Databricks Community

Bharathi7 · ‎02-23-2024

I'm using a Python UDF to apply OCR to each row of a dataframe which contains the URL to a PDF document. This is how I define my UDF:

def extract_text(url: str):
    ocr = MyOcr(url)
    extracted_text = ocr.get_text()
    return json.dumps(extracted_text)

extract_text_udf = udf(lambda x: extract_text(x), StringType())

df2 = df2.withColumn('extracted_text', extract_text_udf(df2["url"]))
df2.display()

For each row, it could take about 1 minute for the OCR to finish processing. But everytime I invoke the UDF, it keeps running for a long time and eventually terminates with this error message "SparkException: Job aborted due to stage failure: Task 2 in stage 253.0 failed 4 times, most recent failure: Lost task 2.3 in stage 253.0 (TID 375) (10.139.64.15 executor 0): com.databricks.spark.safespark.UDFException: UNAVAILABLE: Channel shutdownNow invoked"

Why does this happen with this UDF alone? There are no issues executing other Python UDFs. And moreover, when I execute the same code outside a UDF, using a for loop for example, it works perfectly. I am not sure why the UDF keeps failing.
Could someone help me with this?

My Databricks runtime version: 13.2

daniel_sahal · ‎02-23-2024

@Bharathi7 It's really hard to determine what's going on without knowing what acutally MyOcr function does.

Maybe there's some kind of timeout on the service side? To many parallell connections?

Bharathi7 · ‎02-23-2024

@daniel_sahal thanks for your reply!

There is no timeout set on the service side actually. The same MyOcr function, when invoked outside a UDF has no issues processing the records. It only fails when the function is wrapped inside a UDF. So, I am guessing it has something to do with the Python UDF Timeout or some other issue. We did change the configuration parameter `spark.databricks.sql.execution.pythonUDFTimeout` to 200 seconds to allow the UDF to wait 200 seconds for each row before timing out. But that hasn't helped us either.

Maybe there's a different interpretation to the spark.databricks.sql.execution.pythonUDFTimeout?

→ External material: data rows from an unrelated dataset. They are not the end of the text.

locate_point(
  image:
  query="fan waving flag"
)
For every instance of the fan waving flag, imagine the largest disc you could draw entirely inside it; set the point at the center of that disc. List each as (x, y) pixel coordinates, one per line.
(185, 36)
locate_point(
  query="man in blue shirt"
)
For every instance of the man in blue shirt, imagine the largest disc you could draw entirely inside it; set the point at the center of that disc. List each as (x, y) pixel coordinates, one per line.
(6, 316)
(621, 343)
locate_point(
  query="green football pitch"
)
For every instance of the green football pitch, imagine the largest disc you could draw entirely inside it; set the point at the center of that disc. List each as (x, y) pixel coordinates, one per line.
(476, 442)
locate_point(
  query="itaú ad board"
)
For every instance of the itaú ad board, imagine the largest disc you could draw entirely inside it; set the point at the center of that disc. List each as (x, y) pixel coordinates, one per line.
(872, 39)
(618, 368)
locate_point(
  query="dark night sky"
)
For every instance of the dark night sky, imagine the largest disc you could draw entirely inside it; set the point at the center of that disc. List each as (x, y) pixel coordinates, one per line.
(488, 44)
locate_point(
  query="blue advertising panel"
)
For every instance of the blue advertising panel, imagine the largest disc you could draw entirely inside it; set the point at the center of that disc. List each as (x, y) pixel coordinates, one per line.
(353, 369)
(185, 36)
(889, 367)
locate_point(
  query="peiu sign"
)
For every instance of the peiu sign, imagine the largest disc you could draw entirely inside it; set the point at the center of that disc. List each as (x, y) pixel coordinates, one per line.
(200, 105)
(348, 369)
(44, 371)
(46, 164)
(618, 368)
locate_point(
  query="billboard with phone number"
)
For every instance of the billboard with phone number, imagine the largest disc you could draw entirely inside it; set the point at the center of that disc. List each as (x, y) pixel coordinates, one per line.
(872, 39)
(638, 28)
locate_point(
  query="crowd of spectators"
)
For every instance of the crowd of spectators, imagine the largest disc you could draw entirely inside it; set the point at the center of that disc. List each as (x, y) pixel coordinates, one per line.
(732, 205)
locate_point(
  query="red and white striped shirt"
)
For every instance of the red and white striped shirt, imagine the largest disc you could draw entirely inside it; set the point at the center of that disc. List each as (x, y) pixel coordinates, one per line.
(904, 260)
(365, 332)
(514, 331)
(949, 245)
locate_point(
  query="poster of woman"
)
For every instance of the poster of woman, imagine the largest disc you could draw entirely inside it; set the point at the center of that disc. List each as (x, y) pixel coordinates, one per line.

Our understanding was that this refers to timeout at the row level, i.e, wait 200 seconds before a record goes to fail state. However, we could not find details on this anywhere in the databricks documentation except on one of the other topics in this community

Again, we are not sure if this is because of the timeout either. It could be something entirely different too.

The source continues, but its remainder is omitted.